I have been trying to solve the following problem:

Let $X_1, \ldots $ be a sequence of random variables with $\sum_n \mathbb{E}|X_n| < \infty$. Show that $X:= \sum_n X_n$ exists almost surely and that $E(X) = \sum_n \mathbb{E}X_n$.

I am aware that a powerful tool at one's disposal in such cases is Kolmogorov's three series theorem, whose conditions can be easily checked for this problem, but this does not seem applicable here since independence is missing. If there is a direct argument that can handle this problem, could you please lend me your insights?

Thank you.

Answer 1

Recall that a random variable is a (measurable) function.

We are given

• a probability space $(\Omega, \mathcal{A}, \mu)$ (I know, probabilists tend to use $P$ for the probability measure, I use $\mu$.)
• a sequence $(X_n)$ of measurable functions on that probability space (probably real-valued, but it would work the same with complex-valued or $\mathbb{R}^d$-valued functions)
• and $Y := \sum_n \lvert X_n\rvert$ is integrable (that's what $\sum \mathbb{E}\lvert X_n\rvert < +\infty$ says).
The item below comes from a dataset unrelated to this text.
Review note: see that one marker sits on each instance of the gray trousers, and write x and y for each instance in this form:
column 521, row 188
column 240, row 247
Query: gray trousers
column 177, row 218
Since $Y$ is integrable, the set $$N := \biggl\{ \omega \in \Omega : \sum_{n = 1}^{\infty} \lvert X_n(\omega)\rvert = +\infty\biggr\}$$ is a $\mu$-null set.

On $\Omega \setminus N$ the series $\sum_{n = 1}^{\infty} X_n(\omega)$ converges absolutely. Defining $X$ arbitrarily on $N$ (assuming $\mu$ is a complete measure) we get another measurable function on $\Omega$, and since $\lvert X(\omega)\rvert \leqslant Y(\omega)$ for all $\omega \in \Omega$ it follows that $X \in L^1(\mu)$, and $$\mathbb{E}[X] = \int_{\Omega} X(\omega)\,d\mu = \int_{\Omega} \sum_{n = 1}^{\infty} X_n(\omega)\,d\mu = \sum_{n = 1}^{\infty} \int_{\Omega} X_n(\omega)\,d\mu = \sum_{n = 1}^{\infty} \mathbb{E}[X_n]$$ follows by the dominated convergence theorem.